Catching up the Spaniard, the Indian tied him to the back of a horse and set off beside him. Thus they journeyed until they came to his lodge, where he released the trader from his horse and fed him, but kept his hands and legs hard bound, and paid no attention to his questions and his appeals for liberty. Tying a strong and half-trained horse at his door, Ta-in-ga-ro placed a wooden saddle on him, cut off the Spaniard's clothes, and put him astride of the beast. After he had fastened him into his seat with deer-skin thongs, he took Zecana's corpse from its wrapping and tied it to his prisoner, face to face.

Then, loosing the horse, which was plunging and snorting to be rid of his burden, he saw him rush off on the limitless desert, and followed on his own strong steed. At first the Spaniard fainted; on recovering he struggled to get free, but his struggles only brought him closer to the ghastly thing before him. Noon-day heat covered him with sweat and blood dripped from the wales that the cords cut in his flesh. At night he froze uncovered in the chill air, and, if for an instant his eyes closed in sleep, a curse, yelled into his ear, awoke him. Ta-inga-ro gave him drink from time to time, but never food, and so they rode for days. At last hunger overbore his loathing, and sinking his teeth into the dead flesh before him he feasted like a ghoul.

Still they rode, Ta-in-ga-ro never far from his victim, on whose sufferings he gloated, until a gibbering cry told him that the Spaniard had gone mad. Then, and not till then, he drew rein and watched the horse with its dead and maniac riders until they disappeared in the yellow void. He turned away, but nevermore sought his home. To and fro, through the brush, the sand, the alkali of the plains, go the ghost riders, forever.

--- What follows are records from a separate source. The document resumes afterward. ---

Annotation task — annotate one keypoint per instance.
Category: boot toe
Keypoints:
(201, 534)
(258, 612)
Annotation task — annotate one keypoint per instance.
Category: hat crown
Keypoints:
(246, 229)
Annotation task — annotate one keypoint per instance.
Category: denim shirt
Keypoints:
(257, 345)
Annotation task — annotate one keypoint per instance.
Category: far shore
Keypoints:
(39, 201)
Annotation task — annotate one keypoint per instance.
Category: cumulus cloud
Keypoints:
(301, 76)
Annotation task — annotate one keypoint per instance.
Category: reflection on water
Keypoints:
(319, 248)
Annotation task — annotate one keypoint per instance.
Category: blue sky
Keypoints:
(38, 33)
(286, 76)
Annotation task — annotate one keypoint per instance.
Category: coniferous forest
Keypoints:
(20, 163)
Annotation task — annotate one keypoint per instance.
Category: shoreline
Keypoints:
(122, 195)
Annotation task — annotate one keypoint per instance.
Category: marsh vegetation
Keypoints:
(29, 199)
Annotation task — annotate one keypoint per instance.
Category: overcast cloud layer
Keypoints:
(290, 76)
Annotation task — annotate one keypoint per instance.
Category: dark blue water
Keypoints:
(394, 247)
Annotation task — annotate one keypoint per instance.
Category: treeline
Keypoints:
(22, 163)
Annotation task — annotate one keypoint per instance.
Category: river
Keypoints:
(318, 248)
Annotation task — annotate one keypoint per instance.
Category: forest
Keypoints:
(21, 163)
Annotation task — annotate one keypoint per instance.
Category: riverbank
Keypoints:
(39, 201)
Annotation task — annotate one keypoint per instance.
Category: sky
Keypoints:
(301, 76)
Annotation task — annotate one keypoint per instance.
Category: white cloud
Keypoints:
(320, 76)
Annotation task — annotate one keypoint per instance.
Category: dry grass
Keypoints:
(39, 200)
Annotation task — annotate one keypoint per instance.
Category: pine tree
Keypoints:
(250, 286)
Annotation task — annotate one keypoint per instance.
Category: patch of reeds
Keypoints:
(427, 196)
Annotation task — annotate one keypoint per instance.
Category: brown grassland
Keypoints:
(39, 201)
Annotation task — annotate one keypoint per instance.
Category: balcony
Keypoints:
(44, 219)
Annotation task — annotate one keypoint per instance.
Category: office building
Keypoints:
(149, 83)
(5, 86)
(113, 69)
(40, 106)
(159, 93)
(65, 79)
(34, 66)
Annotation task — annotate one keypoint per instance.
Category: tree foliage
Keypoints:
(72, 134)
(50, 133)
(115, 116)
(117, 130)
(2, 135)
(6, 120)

THE DIVISION OF TWO TRIBES

When white men first penetrated the Western wilderness of America they found the tribes of Shoshone and Comanche at odds, and it is a legend of the springs of Manitou that their differences began there. This "Saratoga of the West," nestling in a hollow of the foot-hills in the shadow of the noble peak of Pike, was in old days common meeting-ground for several families of red men. Councils were held in safety there, for no Indian dared provoke the wrath of the manitou whose breath sparkled in the "medicine waters." None? Yes, one. For, centuries ago a Shoshone and a Comanche stopped here on their return from a hunt to drink. The Shoshone had been successful; the Comanche was empty handed and ill tempered, jealous of the other's skill and fortune. Flinging down the fat deer that he was bearing homeward on his shoulders, the Shoshone bent over the spring of sweet water, and, after pouring a handful of it on the ground, as a libation to the spirit of the place, he put his lips to the surface. It needed but faint pretext for his companion to begin a quarrel, and he did so in this fashion: "Why does a stranger drink at the spring-head when one of the owners of the fountain contents himself with its overflow? How does a Shoshone dare to drink above me?"